The fact is that Max Mosley himself knows that his position is untenable. This is evident from the fact that — despite beating his chest about the fact that he is attending the Monaco Grand Prix — he is spending the entire weekend locked up in his private offices and, on his rare traipses outdoors, refuses to answer any questions from the media. This whole thing stinks of someone who can’t bear to go down without bringing others with him — hence his cack-handed attempt to bring Bernie Ecclestone into the centre of this whole sorry saga.

Yesterday Bernie Ecclestone responded with a letter of his own. In it, Ecclestone asserts his support for the FIA being the “sole body governing international motor sport” and confirms that the CRH “supports and concurs” with the European Commission’s requirements to keep the commercial and regulatory branches of F1 separate. He confirms that the CRH has no interest in controlling regulations, while pointing out that the FIA’s decisions should not be detrimental to the commercial interests of F1.

In fact, there is not anything very controversial in the letter at all — which you would expect, since Bernie Ecclestone had to defend himself. But it does add to the amount of arrows that seem to point to the fact that Max Mosley is not quite telling the whole truth in his letter of last week.

What is interesting about the letter is the constant emphasis on how it is in the interests of F1 for the FIA to be led by a “respected” President. And Max Mosley is anything but respected nowadays.

The sum of these two letters has been pointed out by Clive at F1 Insight: “Max either admits to lying or has to call Bernie a liar.”

Meanwhile, there are suggestions that the Thursday press conference at the Monaco Grand Prix was rigged. The panel was stuffed full of Max Mosley’s cronies, friends and allies. There are suggestions, too, that conference moderator Bob Constanduros was pressured into asking a question about Max Mosley. Funny how all this should happen at the last grand prix before the General Assembly.

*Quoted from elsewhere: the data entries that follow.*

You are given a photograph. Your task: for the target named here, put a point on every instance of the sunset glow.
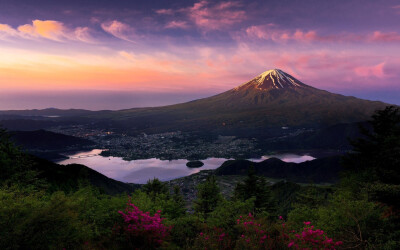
(197, 47)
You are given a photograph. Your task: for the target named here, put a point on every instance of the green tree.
(256, 187)
(374, 164)
(208, 196)
(155, 188)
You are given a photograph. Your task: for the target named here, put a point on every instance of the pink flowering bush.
(141, 229)
(256, 234)
(311, 238)
(213, 239)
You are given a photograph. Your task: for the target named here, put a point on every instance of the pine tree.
(256, 187)
(208, 196)
(374, 164)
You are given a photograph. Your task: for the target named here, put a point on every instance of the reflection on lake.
(139, 171)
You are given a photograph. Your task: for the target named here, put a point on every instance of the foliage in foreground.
(362, 212)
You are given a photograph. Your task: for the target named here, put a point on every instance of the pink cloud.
(7, 31)
(177, 25)
(368, 71)
(120, 30)
(48, 29)
(165, 11)
(209, 16)
(271, 32)
(378, 36)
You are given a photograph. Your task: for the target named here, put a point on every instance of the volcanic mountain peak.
(273, 79)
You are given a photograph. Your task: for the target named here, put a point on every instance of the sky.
(98, 54)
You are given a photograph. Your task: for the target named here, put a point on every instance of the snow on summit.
(273, 79)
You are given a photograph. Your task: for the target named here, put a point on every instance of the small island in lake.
(194, 164)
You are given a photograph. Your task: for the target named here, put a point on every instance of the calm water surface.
(139, 171)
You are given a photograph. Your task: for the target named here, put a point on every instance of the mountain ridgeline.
(271, 100)
(263, 105)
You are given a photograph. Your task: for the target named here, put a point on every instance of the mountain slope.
(270, 100)
(323, 170)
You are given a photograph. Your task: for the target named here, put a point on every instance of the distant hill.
(333, 137)
(69, 177)
(271, 100)
(323, 170)
(261, 106)
(49, 112)
(46, 140)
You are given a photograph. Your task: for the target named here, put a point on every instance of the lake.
(139, 171)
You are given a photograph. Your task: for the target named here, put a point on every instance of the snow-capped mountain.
(273, 79)
(273, 99)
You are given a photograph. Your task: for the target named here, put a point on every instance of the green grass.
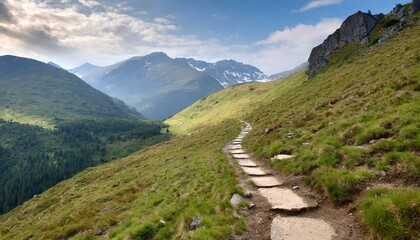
(173, 181)
(392, 213)
(359, 116)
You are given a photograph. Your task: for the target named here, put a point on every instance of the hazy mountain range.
(159, 86)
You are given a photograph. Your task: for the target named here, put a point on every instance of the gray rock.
(235, 200)
(162, 223)
(415, 6)
(195, 223)
(248, 194)
(355, 28)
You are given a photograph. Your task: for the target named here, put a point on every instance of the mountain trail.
(279, 210)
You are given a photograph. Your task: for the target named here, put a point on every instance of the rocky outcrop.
(415, 6)
(355, 28)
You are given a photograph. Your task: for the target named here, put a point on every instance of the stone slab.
(291, 228)
(268, 181)
(254, 171)
(285, 199)
(235, 146)
(247, 163)
(241, 156)
(282, 157)
(237, 151)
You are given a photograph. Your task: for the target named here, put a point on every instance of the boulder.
(355, 28)
(235, 200)
(195, 223)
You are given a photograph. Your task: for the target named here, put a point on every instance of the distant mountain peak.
(54, 65)
(226, 72)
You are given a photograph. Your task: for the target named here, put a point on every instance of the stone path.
(281, 198)
(246, 163)
(292, 228)
(262, 182)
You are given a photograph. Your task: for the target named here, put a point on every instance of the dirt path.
(284, 208)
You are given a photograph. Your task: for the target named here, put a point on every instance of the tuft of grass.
(392, 213)
(338, 184)
(374, 133)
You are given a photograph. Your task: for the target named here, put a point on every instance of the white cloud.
(69, 36)
(161, 20)
(89, 3)
(287, 48)
(318, 3)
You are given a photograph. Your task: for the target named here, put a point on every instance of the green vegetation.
(359, 117)
(356, 120)
(32, 159)
(173, 181)
(392, 213)
(36, 93)
(72, 127)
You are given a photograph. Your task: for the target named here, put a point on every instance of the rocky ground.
(279, 208)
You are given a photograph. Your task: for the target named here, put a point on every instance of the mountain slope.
(35, 92)
(78, 127)
(288, 73)
(227, 72)
(361, 95)
(156, 85)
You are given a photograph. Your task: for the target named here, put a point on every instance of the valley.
(327, 150)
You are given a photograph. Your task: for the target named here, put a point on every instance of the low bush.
(392, 213)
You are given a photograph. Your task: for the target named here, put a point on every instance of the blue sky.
(274, 35)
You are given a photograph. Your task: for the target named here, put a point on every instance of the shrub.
(409, 132)
(392, 213)
(372, 133)
(337, 183)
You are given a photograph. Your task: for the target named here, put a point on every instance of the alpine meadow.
(312, 132)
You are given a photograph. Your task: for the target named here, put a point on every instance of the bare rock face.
(355, 28)
(415, 6)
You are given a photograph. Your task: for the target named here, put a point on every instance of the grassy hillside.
(36, 93)
(235, 102)
(173, 182)
(53, 125)
(355, 123)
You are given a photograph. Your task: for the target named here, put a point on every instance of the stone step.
(246, 163)
(241, 156)
(254, 171)
(268, 181)
(282, 157)
(236, 151)
(291, 228)
(286, 200)
(235, 146)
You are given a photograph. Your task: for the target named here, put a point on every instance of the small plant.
(372, 134)
(392, 213)
(337, 183)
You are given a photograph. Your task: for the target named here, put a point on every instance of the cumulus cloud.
(5, 15)
(287, 48)
(89, 3)
(317, 4)
(69, 35)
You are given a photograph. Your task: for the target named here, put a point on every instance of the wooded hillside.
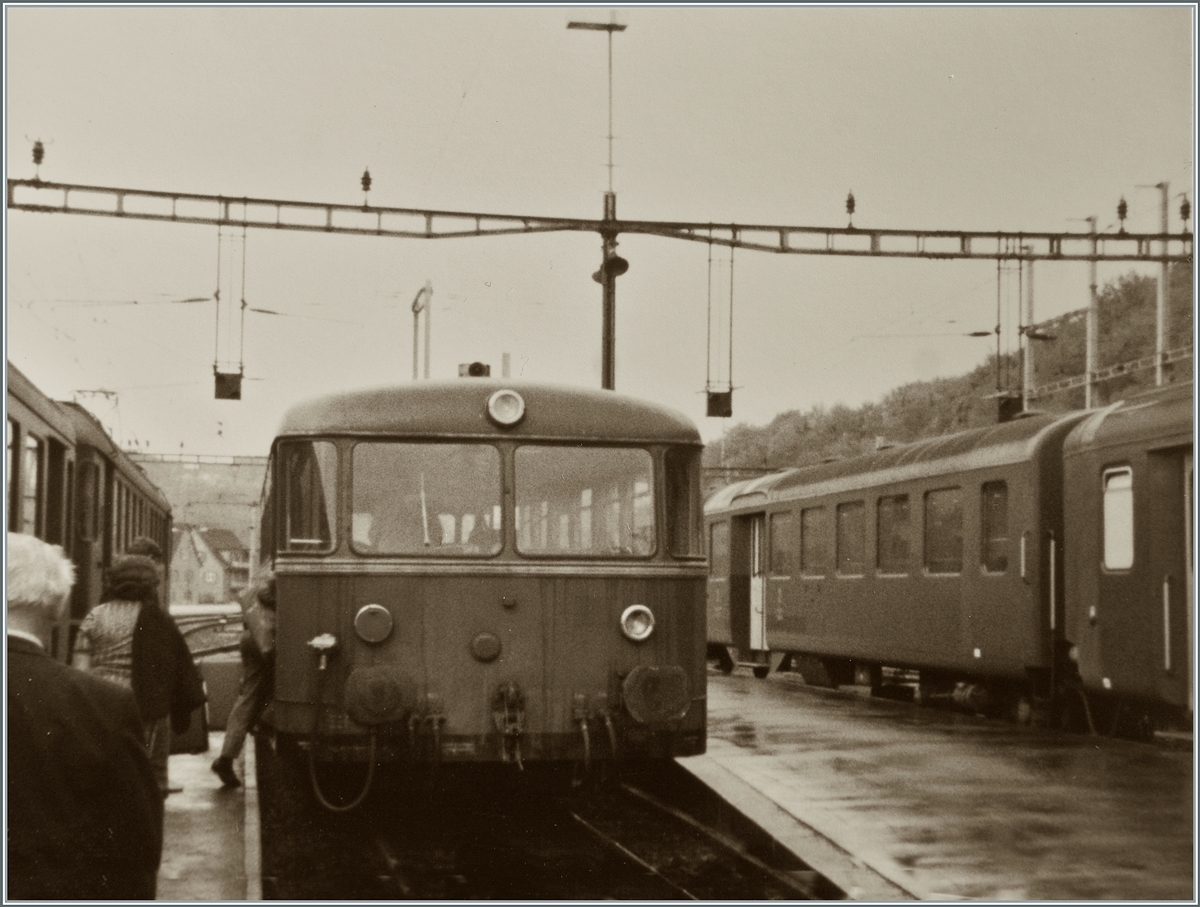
(925, 409)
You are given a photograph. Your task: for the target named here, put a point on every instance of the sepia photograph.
(600, 452)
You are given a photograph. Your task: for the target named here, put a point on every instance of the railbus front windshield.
(585, 502)
(448, 499)
(441, 499)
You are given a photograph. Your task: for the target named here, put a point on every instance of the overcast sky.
(964, 119)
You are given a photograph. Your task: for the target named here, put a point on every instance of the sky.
(971, 118)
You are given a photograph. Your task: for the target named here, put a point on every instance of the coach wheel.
(725, 662)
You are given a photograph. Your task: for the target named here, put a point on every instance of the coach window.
(593, 502)
(31, 480)
(427, 499)
(87, 512)
(783, 545)
(814, 542)
(1119, 518)
(943, 530)
(892, 534)
(994, 526)
(851, 539)
(719, 550)
(310, 476)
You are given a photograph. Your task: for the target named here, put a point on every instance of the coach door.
(757, 584)
(748, 582)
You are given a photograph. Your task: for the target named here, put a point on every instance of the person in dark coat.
(257, 648)
(130, 640)
(84, 808)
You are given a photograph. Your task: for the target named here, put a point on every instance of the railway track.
(513, 836)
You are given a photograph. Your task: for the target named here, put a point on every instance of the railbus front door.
(1189, 530)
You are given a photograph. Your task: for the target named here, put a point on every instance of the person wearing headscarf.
(130, 640)
(84, 811)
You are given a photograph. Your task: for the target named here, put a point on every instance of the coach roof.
(994, 445)
(1159, 416)
(460, 408)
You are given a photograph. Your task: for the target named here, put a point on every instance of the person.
(160, 739)
(130, 640)
(84, 809)
(257, 648)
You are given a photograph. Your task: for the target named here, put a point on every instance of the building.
(208, 565)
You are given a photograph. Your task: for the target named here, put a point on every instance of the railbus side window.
(994, 526)
(814, 542)
(310, 481)
(943, 530)
(685, 512)
(893, 534)
(13, 470)
(267, 540)
(851, 539)
(1119, 518)
(719, 550)
(783, 544)
(436, 499)
(613, 518)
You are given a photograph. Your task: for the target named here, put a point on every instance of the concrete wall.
(220, 492)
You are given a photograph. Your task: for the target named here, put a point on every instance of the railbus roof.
(460, 409)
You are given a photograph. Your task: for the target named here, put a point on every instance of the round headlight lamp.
(372, 623)
(637, 623)
(505, 408)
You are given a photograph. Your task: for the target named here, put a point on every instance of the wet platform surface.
(952, 806)
(210, 847)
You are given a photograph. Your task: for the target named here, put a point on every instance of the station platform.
(211, 845)
(893, 802)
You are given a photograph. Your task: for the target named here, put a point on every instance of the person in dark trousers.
(84, 808)
(159, 737)
(257, 648)
(130, 640)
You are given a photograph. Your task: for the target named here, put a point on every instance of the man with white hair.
(84, 809)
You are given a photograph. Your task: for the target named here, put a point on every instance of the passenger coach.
(70, 485)
(1131, 592)
(941, 557)
(487, 571)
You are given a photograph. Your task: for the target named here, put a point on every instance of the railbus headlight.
(505, 408)
(372, 623)
(637, 623)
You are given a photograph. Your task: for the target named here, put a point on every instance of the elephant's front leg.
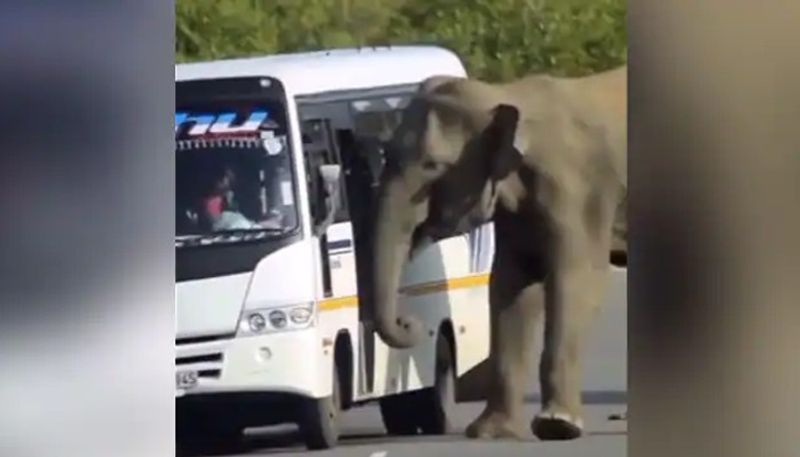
(515, 305)
(573, 292)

Over the course of the Monaco Grand Prix weekend, it is becoming clear that Bernie Ecclestone has completely withdrawn any support he had left for Max Mosley. First he pointed out that Mosley’s letter was just “a smokescreen to stop all the other nonsense”.

In the Telegraph he was even stronger:

Everybody’s wrong except him. Everybody was involved in the orgy except him. He is just lashing out at anything he can. If he wants me to be the enemy he should be very careful because if he makes me an enemy I could make sure that he never whips anybody again.

I’m not sure about the bravado at the end there, but Bernie is absolutely right about Max Mosley here. Throughout this whole saga, Max Mosley has been trying to build conspiracies, shift the blame, and try to make out that it’s the News of the World that has brought the sport into disrepute. But no-one forced Max Mosley to whip prostitutes in a basement. Say what you want about the privacy issue (and I certainly have my opinions there), but once the facts are in the open there is nothing you can do about it. And it is no-one’s fault but Max Mosley’s.